The reason that Wyoming's wolf management policy is such a problem is that Molloy is interpreting the protection provided to wolves under the ESA to be a blanket protection for the Northern Rocky Mountain gray wolf population as a whole. He doesn't interpret this protection as such to allow for the de-listing of the population in segments (states). Molloy said that, "The whole Northern Rocky Mountain wolf population must be protected, not just those in Wyoming, where state law is considered hostile to the species survival."

You can point your collective fingers at Molloy, and his singular interpretation of the ESA, all you want, but this decision truly is the result of Wyoming's stubbornness. Unless something changes in regard to Wyoming's wolf management plan, the 9th Circuit Court of Appeals may very well make the same ruling that Molloy did.

Perpetual federal protection of the gray wolf in the Northern Rockies has the potential to curb big game hunting opportunities, and therefore the revenue generated by hunting license sales and a significant source of funding for state fish and wildlife agencies. The reverberations of such a fall out could have substantial negative implications for wildlife (non-game species included) and fish throughout the region.


  1. It's turning into an ugly situation, and one that won't be settled anytime soon. WY could stand to get in line with MT and ID, no doubt about it, but it won't change a thing. Environmental groups will continue to file lawsuits.
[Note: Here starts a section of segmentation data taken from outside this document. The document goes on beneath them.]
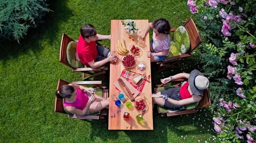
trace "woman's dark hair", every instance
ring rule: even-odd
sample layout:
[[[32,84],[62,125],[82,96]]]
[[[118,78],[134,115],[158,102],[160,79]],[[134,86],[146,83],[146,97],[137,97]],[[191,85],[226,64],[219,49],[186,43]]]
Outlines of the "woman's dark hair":
[[[70,98],[75,91],[75,89],[72,86],[64,85],[61,87],[59,90],[56,91],[56,97],[59,98]]]
[[[93,26],[91,24],[85,24],[80,29],[81,36],[83,38],[88,38],[97,34],[97,31]]]
[[[172,26],[167,20],[164,18],[160,18],[153,21],[152,27],[153,29],[156,29],[159,33],[169,34],[170,34]]]

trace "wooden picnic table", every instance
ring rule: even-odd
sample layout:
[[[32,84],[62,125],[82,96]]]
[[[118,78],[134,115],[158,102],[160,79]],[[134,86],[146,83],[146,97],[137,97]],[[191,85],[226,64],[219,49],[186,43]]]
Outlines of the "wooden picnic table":
[[[121,40],[123,38],[127,49],[129,50],[130,46],[133,44],[137,44],[137,39],[141,36],[145,27],[148,23],[148,20],[133,20],[137,23],[136,28],[141,30],[140,34],[137,32],[132,37],[134,40],[129,38],[128,34],[128,30],[124,29],[124,26],[122,25],[121,20],[111,20],[111,51],[116,51],[116,47],[117,44],[117,40]],[[141,53],[137,55],[136,65],[131,69],[125,68],[122,64],[121,58],[122,55],[117,53],[118,58],[116,63],[110,64],[110,83],[109,83],[109,112],[108,120],[109,130],[153,130],[153,114],[152,109],[152,98],[151,82],[145,82],[144,88],[140,94],[138,95],[135,100],[144,97],[147,103],[146,112],[143,115],[144,120],[143,123],[138,122],[136,116],[140,114],[137,109],[134,107],[134,102],[132,102],[133,107],[128,109],[125,106],[125,103],[122,103],[121,106],[118,107],[115,104],[111,95],[115,94],[118,98],[120,91],[116,89],[113,85],[120,77],[123,70],[127,69],[134,72],[142,73],[142,72],[137,67],[137,63],[140,61],[143,61],[146,64],[146,69],[143,72],[146,74],[147,78],[151,81],[151,71],[150,67],[150,60],[146,55],[146,52],[149,51],[149,36],[148,34],[144,38],[144,44],[140,48]],[[127,101],[129,100],[127,99]],[[127,101],[126,101],[127,102]],[[129,120],[123,119],[123,116],[125,112],[130,113]]]

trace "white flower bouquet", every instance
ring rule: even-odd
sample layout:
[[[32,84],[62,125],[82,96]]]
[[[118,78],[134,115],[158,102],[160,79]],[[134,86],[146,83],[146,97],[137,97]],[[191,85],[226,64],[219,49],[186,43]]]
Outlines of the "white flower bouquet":
[[[137,31],[139,33],[141,32],[139,29],[136,28],[136,24],[137,23],[131,20],[128,19],[125,21],[122,20],[121,23],[122,23],[122,25],[124,25],[124,29],[129,30],[128,34],[133,34],[134,33],[134,31]]]

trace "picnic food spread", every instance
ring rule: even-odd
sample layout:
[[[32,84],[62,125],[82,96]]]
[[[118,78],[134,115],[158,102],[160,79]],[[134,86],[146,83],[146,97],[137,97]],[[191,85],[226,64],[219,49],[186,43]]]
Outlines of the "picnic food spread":
[[[119,84],[119,86],[124,91],[124,94],[126,95],[126,96],[129,98],[131,100],[131,101],[133,101],[134,100],[134,97],[131,92],[130,91],[130,89],[128,88],[127,86],[125,85],[124,81],[120,78],[119,78],[117,81],[118,81],[118,83]]]

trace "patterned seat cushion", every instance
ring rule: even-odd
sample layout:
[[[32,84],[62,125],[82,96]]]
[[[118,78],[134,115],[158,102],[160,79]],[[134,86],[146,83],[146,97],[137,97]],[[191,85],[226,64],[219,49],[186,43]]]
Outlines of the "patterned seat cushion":
[[[67,60],[68,63],[74,68],[83,68],[84,66],[80,61],[76,54],[77,43],[70,41],[67,46]]]
[[[180,85],[180,86],[182,86],[184,84],[185,84],[185,83],[186,83],[186,82],[183,82],[182,83],[182,84],[181,84]],[[165,89],[169,89],[170,88],[172,88],[174,87],[174,86],[165,86],[165,87],[160,87],[157,89],[157,92],[160,92],[160,91],[162,91],[163,90],[165,90]],[[197,102],[193,103],[190,103],[189,104],[186,105],[185,106],[185,110],[191,110],[193,109],[195,109],[196,107],[198,106],[198,105],[199,104],[199,102]],[[157,105],[157,106],[158,107],[158,109],[159,109],[159,111],[160,111],[161,113],[162,113],[162,114],[165,114],[165,113],[167,113],[175,112],[176,112],[180,111],[182,110],[169,110],[164,107],[162,107],[159,105]]]
[[[170,46],[171,50],[167,57],[184,54],[189,51],[190,41],[185,27],[180,26],[174,32],[173,40],[171,41]]]
[[[95,89],[95,94],[96,94],[97,95],[98,95],[99,96],[101,97],[103,97],[103,91],[102,89]],[[67,114],[74,114],[71,113],[70,112],[69,112],[68,111],[67,111],[67,110],[66,109],[66,108],[65,108],[65,107],[64,107],[64,99],[63,99],[63,100],[62,100],[62,104],[63,106],[63,109],[64,109],[64,111],[65,111],[65,112]],[[99,116],[100,114],[100,113],[101,112],[101,111],[100,111],[98,112],[94,113],[93,114],[86,114],[86,115],[93,115],[93,116]]]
The plaintiffs will sue for increased population objectives, breeding pairs and etc. for de-listing criteria. Unless the states are willing to come to a settlement with the plaintiffs on a higher population objective (read: less hunting/killing of wolves), we'll be looking at federal protection and management of wolves for years to come.

  2. B,
    I really can't argue with your assessment, I too am afraid that this is going to be tied up in court for years. However I do think that had WY gotten their act together prior to Judge Molloy's recent ruling, MT/ID/WY would have state managed wolf hunts this fall. Instead, the Feds will be managing the wolves, conducting aerial killings of hundreds of wolves themselves - a job that could have been done on the ground by sportsmen, and that would have provided revenue for state agencies.